Here is how I did break-in. Some may say this is good, some may have other preferences / advice.
Load the motor to ~75% power for short bursts and allow it to 'coast' for short bursts. Reasoning is to do a controlled heating / cooling cycling of the pistons to get everything to seat. I loved to get caught by a red light on local highways as it allowed me a nice long 75% power application. This usually pissed people off in back of me as I chopped the throttle when I reached the speed limit and those speed demons wanted to hit NASCAR speeds
What is not going to help with this approach is that the OE computer's programming will want to unlock the TCC in too many scenarios (this minimizes the cooling cycle). An aftermarket tune can fix this with better TCC lock.

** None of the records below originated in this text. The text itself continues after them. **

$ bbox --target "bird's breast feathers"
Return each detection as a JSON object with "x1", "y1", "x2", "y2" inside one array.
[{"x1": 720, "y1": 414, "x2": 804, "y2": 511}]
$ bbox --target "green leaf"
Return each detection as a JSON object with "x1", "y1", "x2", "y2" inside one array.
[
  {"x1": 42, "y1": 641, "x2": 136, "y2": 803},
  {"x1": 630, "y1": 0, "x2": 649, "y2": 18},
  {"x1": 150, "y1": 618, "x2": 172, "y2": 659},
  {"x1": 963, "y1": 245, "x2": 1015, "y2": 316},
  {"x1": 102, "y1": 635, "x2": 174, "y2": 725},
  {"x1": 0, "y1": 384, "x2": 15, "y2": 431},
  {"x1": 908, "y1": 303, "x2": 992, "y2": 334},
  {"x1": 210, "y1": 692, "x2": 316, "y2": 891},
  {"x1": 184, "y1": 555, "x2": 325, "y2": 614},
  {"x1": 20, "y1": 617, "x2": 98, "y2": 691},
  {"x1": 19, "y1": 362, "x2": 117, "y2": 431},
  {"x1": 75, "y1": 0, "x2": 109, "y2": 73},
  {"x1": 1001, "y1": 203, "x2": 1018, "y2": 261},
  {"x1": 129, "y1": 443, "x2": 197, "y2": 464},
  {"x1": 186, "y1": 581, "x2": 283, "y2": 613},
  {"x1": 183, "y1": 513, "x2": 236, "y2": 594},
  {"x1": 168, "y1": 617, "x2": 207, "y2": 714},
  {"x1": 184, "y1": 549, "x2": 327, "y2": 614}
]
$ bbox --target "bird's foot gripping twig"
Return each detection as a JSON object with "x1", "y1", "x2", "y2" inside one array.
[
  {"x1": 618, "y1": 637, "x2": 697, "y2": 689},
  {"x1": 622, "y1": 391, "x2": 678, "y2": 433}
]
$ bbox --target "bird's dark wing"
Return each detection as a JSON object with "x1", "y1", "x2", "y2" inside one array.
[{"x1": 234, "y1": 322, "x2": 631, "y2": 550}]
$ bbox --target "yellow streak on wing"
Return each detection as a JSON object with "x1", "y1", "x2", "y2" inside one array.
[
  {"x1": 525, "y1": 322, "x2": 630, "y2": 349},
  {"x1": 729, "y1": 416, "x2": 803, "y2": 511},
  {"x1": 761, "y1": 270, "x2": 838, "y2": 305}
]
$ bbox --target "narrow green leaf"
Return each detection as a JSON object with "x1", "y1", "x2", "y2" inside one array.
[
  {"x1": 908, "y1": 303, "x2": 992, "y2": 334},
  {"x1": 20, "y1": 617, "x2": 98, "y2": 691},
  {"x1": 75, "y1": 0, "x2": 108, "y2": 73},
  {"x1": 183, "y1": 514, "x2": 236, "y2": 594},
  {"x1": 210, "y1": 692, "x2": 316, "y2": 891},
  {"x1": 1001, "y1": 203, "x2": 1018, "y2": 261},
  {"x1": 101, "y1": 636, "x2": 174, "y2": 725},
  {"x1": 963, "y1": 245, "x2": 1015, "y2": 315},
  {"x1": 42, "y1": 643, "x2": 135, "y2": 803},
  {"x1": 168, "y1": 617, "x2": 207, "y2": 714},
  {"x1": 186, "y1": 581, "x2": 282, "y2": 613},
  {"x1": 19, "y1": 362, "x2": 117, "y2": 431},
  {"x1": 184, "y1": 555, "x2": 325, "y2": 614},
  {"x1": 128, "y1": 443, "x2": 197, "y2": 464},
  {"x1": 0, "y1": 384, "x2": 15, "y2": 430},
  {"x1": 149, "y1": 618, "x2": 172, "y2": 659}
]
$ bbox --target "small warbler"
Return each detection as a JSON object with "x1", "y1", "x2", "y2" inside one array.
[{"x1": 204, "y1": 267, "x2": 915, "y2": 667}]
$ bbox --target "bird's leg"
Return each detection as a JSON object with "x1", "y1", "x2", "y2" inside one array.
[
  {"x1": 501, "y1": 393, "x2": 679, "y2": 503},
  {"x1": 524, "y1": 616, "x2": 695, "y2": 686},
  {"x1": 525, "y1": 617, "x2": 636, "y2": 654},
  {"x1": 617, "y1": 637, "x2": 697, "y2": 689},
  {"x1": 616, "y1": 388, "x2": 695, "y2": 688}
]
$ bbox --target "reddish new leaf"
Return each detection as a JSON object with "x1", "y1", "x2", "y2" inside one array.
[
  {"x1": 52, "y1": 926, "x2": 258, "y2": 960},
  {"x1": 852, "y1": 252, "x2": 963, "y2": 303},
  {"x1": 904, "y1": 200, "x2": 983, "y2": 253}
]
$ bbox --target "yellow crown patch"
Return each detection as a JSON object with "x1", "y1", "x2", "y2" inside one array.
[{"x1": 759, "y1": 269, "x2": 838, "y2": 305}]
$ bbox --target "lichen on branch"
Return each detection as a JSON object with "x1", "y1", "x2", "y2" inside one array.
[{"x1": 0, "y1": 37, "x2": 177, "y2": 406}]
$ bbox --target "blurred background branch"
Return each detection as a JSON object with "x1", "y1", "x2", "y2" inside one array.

For the oil changes during break-in, I was more conservative than Will and went with 50 miles, 200 miles, 500 miles, 1,000 miles and after that point did analysis every 3K miles. After 20K miles, analysis did not support going over 3K miles due to particulates (which was reported as normal for the P-400 as it broke-in).
Toward the gauges, Edge makes some that are compatible with the GMT-400 OBD-II computer. I too am a feedback junkie and want real numbers (not what the dash provides).
Regarding what gauges to monitor, I found when towing that EGT was the main influencer of things. With the Burb's configuration, EGT's over 1,100* F would cause the ECT's to climb until I brought the EGT's back to ~1K or less. Naturally, this meant that some of the 6% grade climbs were ssssslllllloooooowwwww . . . . Oh, and the TCC will probably unlock which adds to the amount of heat to shed
Also, watch RPM's on hill climbs as the OE tune will let them drop too low before commanding a downshift. This was another area where I had to take control by downshifting to not let the RPM's drop under ~2,200 when pulling hard uphill. With lower RPM's when pulling hard, this is less coolant flow during high power (heat generation). On flat ground, you can let the shift tables do their thing without manual overide.